Why should men choose to live austere and holy lives to receive Yahweh’s blessings when they have the same promises from Baal, who demands only sacrifices and the consort of beautiful women?

He paused and reflected, caressing his ring more rapidly. Funny how lust is so integral a part of religion. A religion often is rejected or accepted simply because of its view of sex. He chuckled. “Is truth then bound up in sex?” he asked himself aloud.

Zebul had not forgotten his history learned from the chronicles of the kings. The Israelites never really had followed Yahweh faithfully for very long at a time. The baal gods of the brooks and valleys and hills and trees always had claimed their fancy. People, after all, follow the god of the time. Occasionally there is a certain temper, a certain indescribable mood that permeates the air, causing men to become conscious of their wrongdoings and ready to respond to the prophet’s challenge. At other times, though, the prophet’s effort influences only a few. Those few may keep the name of their god alive, barely, but the prophet’s sweeping influence must await that changing, undefined, and completely unpredicatable and independent mood. Zebul watched a dust devil swirl near the temple, as though its movement would reveal to him the mood of his time.

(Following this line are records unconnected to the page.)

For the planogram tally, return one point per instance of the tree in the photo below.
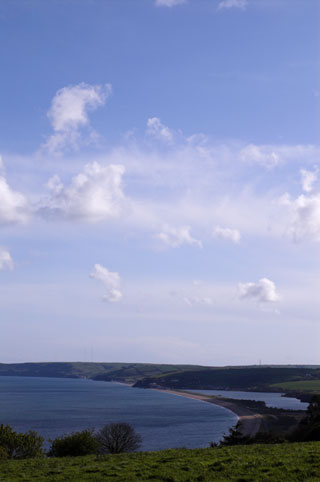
(116, 438)
(309, 428)
(76, 444)
(20, 445)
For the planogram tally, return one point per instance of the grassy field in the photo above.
(303, 386)
(261, 463)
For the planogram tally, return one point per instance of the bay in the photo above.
(57, 406)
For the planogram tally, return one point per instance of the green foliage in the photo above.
(301, 386)
(255, 463)
(309, 427)
(116, 438)
(235, 437)
(74, 445)
(231, 378)
(14, 445)
(3, 454)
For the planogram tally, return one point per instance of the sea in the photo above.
(58, 406)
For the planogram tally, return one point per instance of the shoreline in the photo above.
(250, 422)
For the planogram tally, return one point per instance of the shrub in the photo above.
(19, 445)
(116, 438)
(74, 445)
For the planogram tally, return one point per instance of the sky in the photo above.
(160, 181)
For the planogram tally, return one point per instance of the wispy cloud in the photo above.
(242, 4)
(13, 205)
(227, 233)
(156, 129)
(177, 236)
(169, 3)
(68, 114)
(93, 195)
(308, 179)
(6, 262)
(111, 282)
(263, 291)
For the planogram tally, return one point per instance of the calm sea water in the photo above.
(272, 399)
(55, 406)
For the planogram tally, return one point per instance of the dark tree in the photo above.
(116, 438)
(74, 445)
(309, 428)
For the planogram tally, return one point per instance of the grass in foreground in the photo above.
(273, 463)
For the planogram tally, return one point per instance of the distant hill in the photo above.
(255, 378)
(123, 372)
(148, 375)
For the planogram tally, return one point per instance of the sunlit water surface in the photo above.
(55, 406)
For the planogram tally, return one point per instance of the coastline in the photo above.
(250, 422)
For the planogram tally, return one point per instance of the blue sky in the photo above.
(159, 181)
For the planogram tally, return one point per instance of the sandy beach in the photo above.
(251, 422)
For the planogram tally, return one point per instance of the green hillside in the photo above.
(148, 375)
(267, 463)
(126, 372)
(233, 378)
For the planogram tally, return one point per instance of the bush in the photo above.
(74, 445)
(116, 438)
(14, 445)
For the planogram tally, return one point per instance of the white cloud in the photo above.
(69, 113)
(233, 4)
(156, 129)
(93, 195)
(169, 3)
(305, 216)
(308, 178)
(263, 291)
(175, 237)
(227, 233)
(111, 282)
(6, 262)
(13, 205)
(197, 300)
(266, 156)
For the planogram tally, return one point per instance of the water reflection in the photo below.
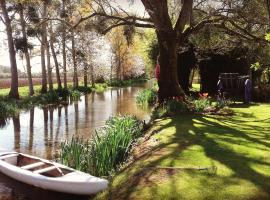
(40, 131)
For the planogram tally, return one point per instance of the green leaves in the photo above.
(107, 150)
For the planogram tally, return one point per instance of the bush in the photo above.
(74, 95)
(84, 89)
(100, 87)
(108, 148)
(201, 104)
(8, 107)
(146, 97)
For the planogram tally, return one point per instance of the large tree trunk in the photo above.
(64, 54)
(168, 38)
(44, 88)
(26, 52)
(64, 47)
(49, 68)
(52, 39)
(85, 78)
(168, 81)
(75, 70)
(12, 55)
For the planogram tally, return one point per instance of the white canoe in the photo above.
(49, 175)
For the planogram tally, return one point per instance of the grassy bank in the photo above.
(201, 157)
(107, 150)
(9, 107)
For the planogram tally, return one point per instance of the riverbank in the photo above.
(10, 107)
(200, 157)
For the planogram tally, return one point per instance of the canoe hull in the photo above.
(75, 182)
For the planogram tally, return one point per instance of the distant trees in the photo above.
(21, 10)
(12, 54)
(63, 27)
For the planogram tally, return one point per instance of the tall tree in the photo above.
(64, 54)
(74, 59)
(26, 51)
(44, 87)
(169, 38)
(48, 57)
(52, 40)
(169, 35)
(12, 54)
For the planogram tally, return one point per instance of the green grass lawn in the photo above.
(235, 150)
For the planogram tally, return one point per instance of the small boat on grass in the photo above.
(49, 175)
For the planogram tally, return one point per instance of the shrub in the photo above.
(146, 97)
(74, 95)
(108, 148)
(8, 107)
(84, 89)
(100, 87)
(202, 103)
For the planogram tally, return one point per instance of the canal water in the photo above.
(40, 132)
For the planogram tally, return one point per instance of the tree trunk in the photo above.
(92, 75)
(12, 55)
(85, 78)
(26, 52)
(64, 54)
(49, 68)
(75, 70)
(168, 81)
(64, 47)
(52, 39)
(44, 88)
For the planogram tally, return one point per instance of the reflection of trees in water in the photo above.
(86, 107)
(46, 134)
(58, 123)
(66, 120)
(31, 129)
(17, 131)
(51, 124)
(3, 122)
(76, 110)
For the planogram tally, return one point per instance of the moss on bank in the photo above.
(200, 157)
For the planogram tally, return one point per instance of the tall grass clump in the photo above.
(8, 107)
(146, 97)
(73, 153)
(107, 150)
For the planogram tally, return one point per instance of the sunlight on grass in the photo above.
(238, 147)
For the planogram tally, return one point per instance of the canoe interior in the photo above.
(45, 168)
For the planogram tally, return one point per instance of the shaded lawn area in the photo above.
(235, 149)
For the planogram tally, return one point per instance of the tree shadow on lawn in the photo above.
(217, 140)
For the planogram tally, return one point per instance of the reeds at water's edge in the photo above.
(107, 150)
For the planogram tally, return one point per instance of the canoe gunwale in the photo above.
(75, 182)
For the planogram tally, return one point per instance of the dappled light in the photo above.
(238, 151)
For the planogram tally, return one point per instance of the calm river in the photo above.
(40, 131)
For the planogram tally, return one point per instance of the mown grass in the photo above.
(237, 147)
(106, 151)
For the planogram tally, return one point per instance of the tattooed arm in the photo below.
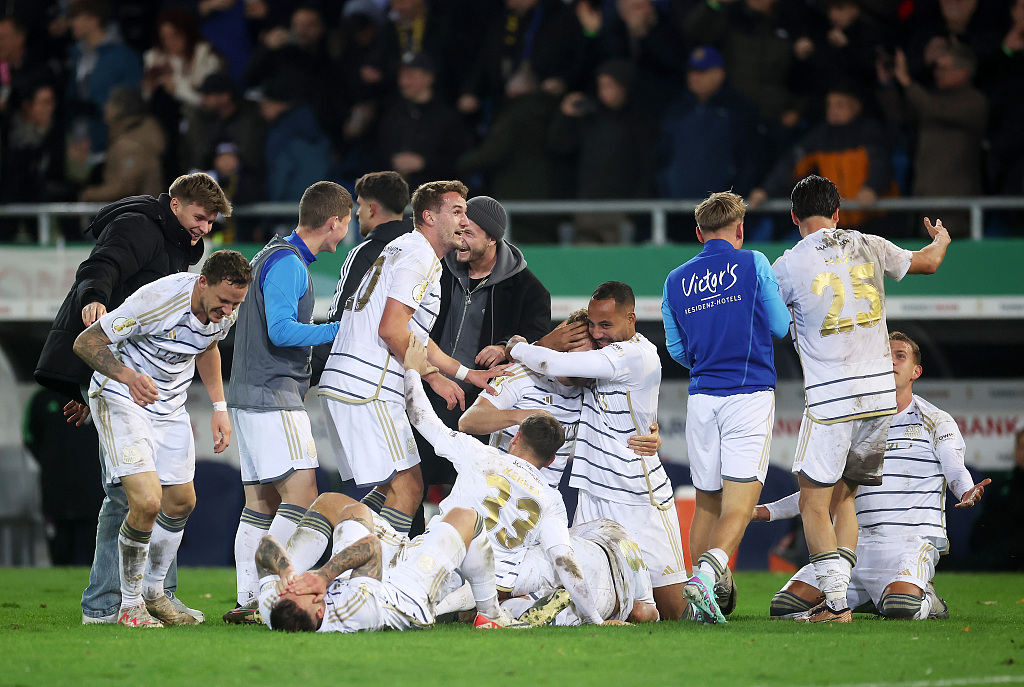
(92, 346)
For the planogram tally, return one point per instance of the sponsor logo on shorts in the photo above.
(426, 564)
(123, 326)
(912, 432)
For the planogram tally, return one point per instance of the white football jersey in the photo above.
(518, 507)
(520, 388)
(360, 367)
(155, 332)
(613, 410)
(833, 283)
(924, 454)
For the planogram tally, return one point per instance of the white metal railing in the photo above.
(657, 209)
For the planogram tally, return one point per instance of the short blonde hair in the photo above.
(201, 188)
(720, 210)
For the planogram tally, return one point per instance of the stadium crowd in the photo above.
(525, 99)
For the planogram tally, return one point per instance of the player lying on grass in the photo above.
(902, 528)
(613, 567)
(354, 593)
(520, 510)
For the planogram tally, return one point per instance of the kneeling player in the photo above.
(901, 525)
(371, 598)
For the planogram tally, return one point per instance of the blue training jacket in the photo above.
(721, 309)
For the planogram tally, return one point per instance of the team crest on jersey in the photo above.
(123, 326)
(426, 564)
(912, 432)
(420, 291)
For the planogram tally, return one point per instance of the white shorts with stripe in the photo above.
(134, 441)
(653, 529)
(851, 449)
(419, 582)
(373, 441)
(881, 561)
(729, 437)
(272, 444)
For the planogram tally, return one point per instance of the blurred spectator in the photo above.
(649, 40)
(33, 152)
(133, 163)
(297, 152)
(540, 35)
(180, 60)
(614, 139)
(515, 157)
(950, 124)
(223, 116)
(420, 135)
(995, 540)
(843, 50)
(299, 56)
(848, 147)
(708, 135)
(99, 61)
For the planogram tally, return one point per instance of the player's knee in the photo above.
(787, 604)
(899, 606)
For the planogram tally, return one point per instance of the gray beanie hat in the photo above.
(489, 214)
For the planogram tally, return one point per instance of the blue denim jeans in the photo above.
(102, 596)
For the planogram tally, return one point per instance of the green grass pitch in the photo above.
(42, 642)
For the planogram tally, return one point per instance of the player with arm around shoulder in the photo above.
(833, 282)
(144, 353)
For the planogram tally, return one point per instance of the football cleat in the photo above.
(137, 616)
(503, 621)
(699, 592)
(939, 611)
(823, 613)
(162, 609)
(546, 608)
(725, 593)
(247, 614)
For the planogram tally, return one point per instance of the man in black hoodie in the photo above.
(487, 296)
(139, 240)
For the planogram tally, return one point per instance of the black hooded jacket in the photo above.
(138, 241)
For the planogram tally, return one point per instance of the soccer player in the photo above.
(270, 376)
(614, 482)
(721, 309)
(902, 526)
(360, 388)
(161, 334)
(372, 598)
(507, 489)
(832, 281)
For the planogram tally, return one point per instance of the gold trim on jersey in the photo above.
(643, 463)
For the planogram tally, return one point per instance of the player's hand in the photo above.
(92, 312)
(481, 378)
(416, 357)
(448, 389)
(491, 355)
(141, 387)
(565, 337)
(972, 496)
(937, 231)
(76, 413)
(645, 444)
(221, 426)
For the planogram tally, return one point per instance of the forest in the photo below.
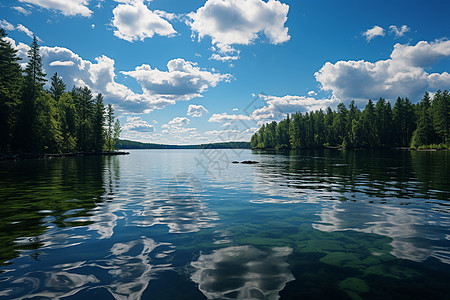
(424, 125)
(35, 120)
(127, 144)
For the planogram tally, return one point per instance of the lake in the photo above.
(190, 224)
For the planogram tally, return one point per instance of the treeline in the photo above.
(35, 120)
(126, 144)
(421, 125)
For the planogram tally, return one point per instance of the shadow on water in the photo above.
(38, 194)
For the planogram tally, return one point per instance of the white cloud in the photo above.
(22, 51)
(223, 132)
(196, 110)
(25, 30)
(22, 10)
(134, 21)
(137, 124)
(66, 7)
(58, 63)
(6, 25)
(277, 108)
(176, 126)
(179, 121)
(224, 117)
(373, 32)
(239, 22)
(403, 74)
(399, 31)
(183, 80)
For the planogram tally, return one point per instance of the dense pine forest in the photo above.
(419, 126)
(35, 120)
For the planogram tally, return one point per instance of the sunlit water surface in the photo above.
(189, 224)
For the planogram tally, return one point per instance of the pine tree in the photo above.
(98, 124)
(58, 87)
(441, 116)
(84, 104)
(10, 89)
(29, 128)
(67, 122)
(109, 127)
(117, 131)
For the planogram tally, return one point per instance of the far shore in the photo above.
(15, 156)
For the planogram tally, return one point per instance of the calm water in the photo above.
(189, 224)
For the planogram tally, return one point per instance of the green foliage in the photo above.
(58, 87)
(378, 125)
(126, 144)
(10, 87)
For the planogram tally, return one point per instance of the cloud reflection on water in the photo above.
(413, 231)
(242, 272)
(125, 273)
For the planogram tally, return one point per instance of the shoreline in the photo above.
(20, 156)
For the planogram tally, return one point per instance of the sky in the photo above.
(190, 72)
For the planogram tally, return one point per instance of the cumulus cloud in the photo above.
(66, 7)
(403, 74)
(6, 25)
(239, 22)
(22, 10)
(276, 108)
(224, 117)
(137, 124)
(196, 110)
(183, 80)
(25, 30)
(399, 31)
(373, 32)
(134, 21)
(58, 63)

That the name of Yahweh would remain alive was no question to the astute Zebul. The schools of prophets, the priests, the elaborate laws and ritual that were woven into the very fabric of Israel’s society all were insurance enough for such confidence. Whether Yahweh worship would revive and become aggressive during
his
lifetime was the question. Baalism held the day. Its aggressiveness appealed to young people and encouraged their natural rebellion against inherited values. Its rituals were even more elaborate and much more sophisticated than those of Yahweh worship, a difference that men—especially young men—often mistake for depth.

Zebul walked slowly past the work project, carefully avoiding the debris of construction. Below the new temple, the road had been widened from a footpath to a lane that was able to accommodate carts traveling in opposite directions. He liked to think among the king’s grapevines in the valley, but the plants were not yet high. Zebul wished for the beauty of climbing vines that would arch overhead to form a passageway when summer came. Then the green of the leaves would be offset by the dark color of the Sorek grapes. He passed through the vineyard toward his second choice for seclusion, the pink-blossomed oleanders growing next to the wadi.

With his stubby hand, Zebul brushed the dirt from a large rock. He clapped his hands to rid them of the dust and sat down, arranging his robes carefully. The little wadi rushed with springtime water, gathering from even smaller tributaries as it made its way to the Great Sea.
To make as much difference to the sea,
he thought,
as the words of Yahweh’s servants make to Israel.

The big priest rested fat forearms on fat thighs. His rich robe drooped apronlike between his legs as he continued his analysis, which gradually was evolving into a decision. He stared at the water, reading its story. The people of his day looked on religion as serious, but they smiled at the deprecations of the prophets. If the people only would become angry, perhaps the prophets would have some chance of success, but a tolerant, dismissing smile, that is devastating.